Now, as for the family component, this is easily the most prevalent and significant part for most people. Though it becomes less substantial when the divine aspect is removed, I can still appreciate that the family is being celebrated in this holiday. Unfortunately, many do not celebrate the family today. Some want to abolish it. This devaluation of the family is also reflected in general trends. We know that less people are marrying, less people are having children, more people today are single, and more people are cutting off their families for one reason or another, sometimes valid and sometimes not. Because of the general assault on the family in society today—an assault the Church recognizes and sees as an existential threat due to the family being the basic building block of society—it is absolutely necessary that we encourage the celebration of Thanksgiving and the common practices of getting together with family, especially extended family. By celebrating Thanksgiving and especially highlighting the blessing of loves ones and of blood family, we are actively revolting against a core tenet of secular leftist communist ideology, that being the destruction of the traditional family.

Taken together, we can safely say that Thanksgiving is a day of giving thanks to the Christian God for all our blessings, both personal and otherwise, for the settlement of the continent and the emergence of the American nation, for the founding of the Republic, for the continuation of the Republic through great difficulties, for the traditional family, and much more. This is deeply traditionalist and reactionary in today’s culture. I suspect that if you described Thanksgiving in this way, particularly emphasizing the Christian and American component, you would no doubt be called a racist, bigoted, evil white Christian Nationalist by a great many people in this country. This narrative, its suppression, and the subsequent attacks on the holiday should tell you everything you need to know about the modern leftist agenda (which, mind you, is the mainstream agenda).

If you support the traditional family, if you believe in the idea of America held by the pilgrims, by the founders, by George Washington, and even by Lincoln, and if you believe in the Christian God and the necessity of recognizing Him as the source of all good, then I urge you to celebrate Thanksgiving with great fervor, to familiarize yourself with the mythos, to read the documents, and to offer that day up to the Father.
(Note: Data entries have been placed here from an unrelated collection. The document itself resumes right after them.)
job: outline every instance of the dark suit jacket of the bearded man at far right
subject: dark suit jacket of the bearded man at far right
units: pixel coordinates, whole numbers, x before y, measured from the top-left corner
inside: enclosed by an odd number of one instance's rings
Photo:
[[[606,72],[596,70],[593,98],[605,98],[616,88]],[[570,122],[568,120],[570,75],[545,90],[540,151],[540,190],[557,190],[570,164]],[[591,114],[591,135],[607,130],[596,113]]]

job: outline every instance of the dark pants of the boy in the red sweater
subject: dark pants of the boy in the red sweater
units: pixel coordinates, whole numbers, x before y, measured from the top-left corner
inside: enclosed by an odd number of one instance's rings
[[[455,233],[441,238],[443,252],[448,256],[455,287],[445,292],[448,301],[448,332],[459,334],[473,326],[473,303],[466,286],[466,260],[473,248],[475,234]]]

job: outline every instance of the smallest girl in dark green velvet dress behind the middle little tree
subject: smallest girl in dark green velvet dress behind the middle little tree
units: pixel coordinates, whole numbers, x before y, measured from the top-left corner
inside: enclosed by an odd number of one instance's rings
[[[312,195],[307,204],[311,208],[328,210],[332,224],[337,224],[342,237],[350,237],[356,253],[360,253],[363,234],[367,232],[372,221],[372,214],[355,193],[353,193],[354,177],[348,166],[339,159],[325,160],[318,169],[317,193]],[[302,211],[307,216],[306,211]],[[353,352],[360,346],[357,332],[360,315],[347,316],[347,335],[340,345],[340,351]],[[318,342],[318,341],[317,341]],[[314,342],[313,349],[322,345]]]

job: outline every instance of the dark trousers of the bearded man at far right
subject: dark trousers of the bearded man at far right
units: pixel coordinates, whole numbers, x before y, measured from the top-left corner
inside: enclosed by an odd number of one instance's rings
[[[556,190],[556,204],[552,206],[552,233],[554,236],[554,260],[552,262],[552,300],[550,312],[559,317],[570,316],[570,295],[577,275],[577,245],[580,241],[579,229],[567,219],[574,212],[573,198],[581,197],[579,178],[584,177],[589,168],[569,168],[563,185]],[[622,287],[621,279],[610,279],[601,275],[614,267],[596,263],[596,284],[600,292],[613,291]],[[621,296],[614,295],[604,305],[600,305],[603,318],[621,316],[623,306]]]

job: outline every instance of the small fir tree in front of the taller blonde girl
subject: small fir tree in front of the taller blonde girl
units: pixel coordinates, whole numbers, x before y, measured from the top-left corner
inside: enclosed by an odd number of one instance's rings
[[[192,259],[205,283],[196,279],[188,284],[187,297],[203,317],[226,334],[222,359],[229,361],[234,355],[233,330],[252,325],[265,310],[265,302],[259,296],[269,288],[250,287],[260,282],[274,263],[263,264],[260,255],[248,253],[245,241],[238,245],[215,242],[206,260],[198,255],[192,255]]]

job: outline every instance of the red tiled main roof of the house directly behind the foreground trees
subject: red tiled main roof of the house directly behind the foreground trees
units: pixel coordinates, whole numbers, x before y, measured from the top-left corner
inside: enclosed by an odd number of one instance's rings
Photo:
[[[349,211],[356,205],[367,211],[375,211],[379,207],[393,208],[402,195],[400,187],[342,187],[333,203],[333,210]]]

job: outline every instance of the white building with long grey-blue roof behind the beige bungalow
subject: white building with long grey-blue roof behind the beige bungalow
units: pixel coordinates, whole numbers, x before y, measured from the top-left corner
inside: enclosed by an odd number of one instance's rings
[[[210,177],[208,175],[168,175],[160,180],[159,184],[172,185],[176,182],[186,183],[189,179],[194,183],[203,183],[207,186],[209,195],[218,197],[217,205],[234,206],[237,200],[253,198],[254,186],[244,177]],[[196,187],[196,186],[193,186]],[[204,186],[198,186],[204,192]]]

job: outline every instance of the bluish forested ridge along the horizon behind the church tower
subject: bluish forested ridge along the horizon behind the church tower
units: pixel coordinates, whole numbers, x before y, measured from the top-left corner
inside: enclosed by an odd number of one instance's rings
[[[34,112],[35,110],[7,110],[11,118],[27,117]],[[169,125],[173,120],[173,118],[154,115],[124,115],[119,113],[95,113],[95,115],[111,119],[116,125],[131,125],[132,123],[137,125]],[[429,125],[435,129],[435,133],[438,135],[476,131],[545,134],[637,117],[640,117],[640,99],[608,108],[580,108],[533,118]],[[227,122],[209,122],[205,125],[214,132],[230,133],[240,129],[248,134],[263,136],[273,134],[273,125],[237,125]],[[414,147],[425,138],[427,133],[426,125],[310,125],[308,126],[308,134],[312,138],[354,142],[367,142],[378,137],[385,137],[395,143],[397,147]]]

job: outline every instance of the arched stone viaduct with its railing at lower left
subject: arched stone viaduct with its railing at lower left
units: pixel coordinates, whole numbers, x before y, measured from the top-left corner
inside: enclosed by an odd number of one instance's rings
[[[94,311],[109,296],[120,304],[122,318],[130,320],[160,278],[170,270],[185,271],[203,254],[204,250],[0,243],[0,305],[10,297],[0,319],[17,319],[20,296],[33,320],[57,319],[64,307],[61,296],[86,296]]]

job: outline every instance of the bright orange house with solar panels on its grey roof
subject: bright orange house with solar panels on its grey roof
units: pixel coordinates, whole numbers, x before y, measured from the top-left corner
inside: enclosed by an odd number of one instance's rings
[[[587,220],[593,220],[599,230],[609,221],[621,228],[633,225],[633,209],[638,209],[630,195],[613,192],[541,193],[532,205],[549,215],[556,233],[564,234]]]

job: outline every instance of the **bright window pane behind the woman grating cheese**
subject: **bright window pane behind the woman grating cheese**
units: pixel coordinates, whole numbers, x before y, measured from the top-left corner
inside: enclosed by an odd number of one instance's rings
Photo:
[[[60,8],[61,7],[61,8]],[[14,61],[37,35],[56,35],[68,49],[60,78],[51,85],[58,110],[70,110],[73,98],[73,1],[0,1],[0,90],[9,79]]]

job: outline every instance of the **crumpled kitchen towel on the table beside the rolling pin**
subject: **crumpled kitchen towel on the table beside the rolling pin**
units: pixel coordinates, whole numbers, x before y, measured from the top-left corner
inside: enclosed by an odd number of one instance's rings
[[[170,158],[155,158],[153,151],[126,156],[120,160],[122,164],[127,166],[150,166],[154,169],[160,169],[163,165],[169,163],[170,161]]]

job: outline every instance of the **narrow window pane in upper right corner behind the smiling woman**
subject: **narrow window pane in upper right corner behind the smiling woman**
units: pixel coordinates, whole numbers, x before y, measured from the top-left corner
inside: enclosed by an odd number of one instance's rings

I also urge you to extend your time of Thanksgiving. Yes, of course, on Thanksgiving Day this is when we feast and visit with family. But perhaps spend the days and weeks leading up to Thanksgiving reflecting on all that you have to be thankful to God for in your life. By doing this, you will be rejecting the culture’s quick transition from Halloween to Christmas, and you will be rejecting the materialist and consumerist agenda that would like you to care more about Black Friday than the actual holiday that occurs on Thursday.

I love Thanksgiving, I love its history and its deep Christian meaning, and I love the idea of America that it represents. I hope you find a love for Thanksgiving too and that you and your family, if you have one, have a wonderful celebration. If you don’t, I still encourage you to celebrate the day and give thanks to God.

O give thanks to the Lord, for he is good;
    for his steadfast love endures for ever!

Let them thank the Lord for his steadfast love,
    for his wonderful works to the sons of men!

And let them offer sacrifices of thanksgiving,
    and tell of his deeds in songs of joy!